Johanna Halford: Charcoal Paintings, 7-19th October, at L’Oeil du Huit

The 47-year-old Halford, a Brit in Paris since 1988, and former fresco artist working with Ben Long and Valer Austin in the United States, presents here a series of delicate charcoal drawings on canvas and small wooden panels, fixed under layers of semi-transparent gesso. Eyes stare out—at predator or prey? ‘A broken wing, a trapped bird, a majestic Ural owl in flight’ – the cryptic words smudged into the wings and under the feathers aim to ‘entice and unsettle’.

Tania Mouraud: Ad nauseam, through 25 January 2015, at MAC/VAL, Vitry-sur-Seine

The 72-year-old Mouraud, a Parisian in Paris since 1942 and one of France’s most socially engaged visual artists, brings her anguished and angry intellect to bear on contemporary society’s destruction of thought and memory by means of a monumental audio-visual project documenting the industrial elimination of books in a recycling plant. The giant-sized video, which fills the hall of this contemporary art museum in the Paris suburb of Vitry-sur-Seine, is accompanied by equally gargantuan soundscape of some 1,500 samples of industrial sound, and the artist’s signature ‘mots de forme’ — compressed phrases like IHAVEADREAM in 13 different languages, which are repeated ad nauseam, on the museum’s tickets and exterior, and on billboards around town.

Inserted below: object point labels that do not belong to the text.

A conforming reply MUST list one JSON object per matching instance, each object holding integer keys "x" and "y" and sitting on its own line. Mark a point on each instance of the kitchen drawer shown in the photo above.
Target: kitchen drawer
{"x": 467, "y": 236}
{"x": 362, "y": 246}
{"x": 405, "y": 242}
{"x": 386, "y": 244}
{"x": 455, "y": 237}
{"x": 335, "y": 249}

Niki de Saint Phalle, through 2 February 2015, at Grand Palais

The 12-year-departed Saint Phalle, a Franco-American born in Paris in 1930 and raised in the United States, achieved worldwide acclaim from the 1950s on—arguably one of the first female, feminist artists to do so. She is presented here in all her glory, in a giant retrospective of paintings, sculptures, prints, films and other media. The 20,000 square foot show traces her trajectory through the various art movements — New Realism, Neo-Dada, Pop Art—and social issues of her day, and then spills out, in the form of a giant sculpture fountain, into the garden of the Grand Palais.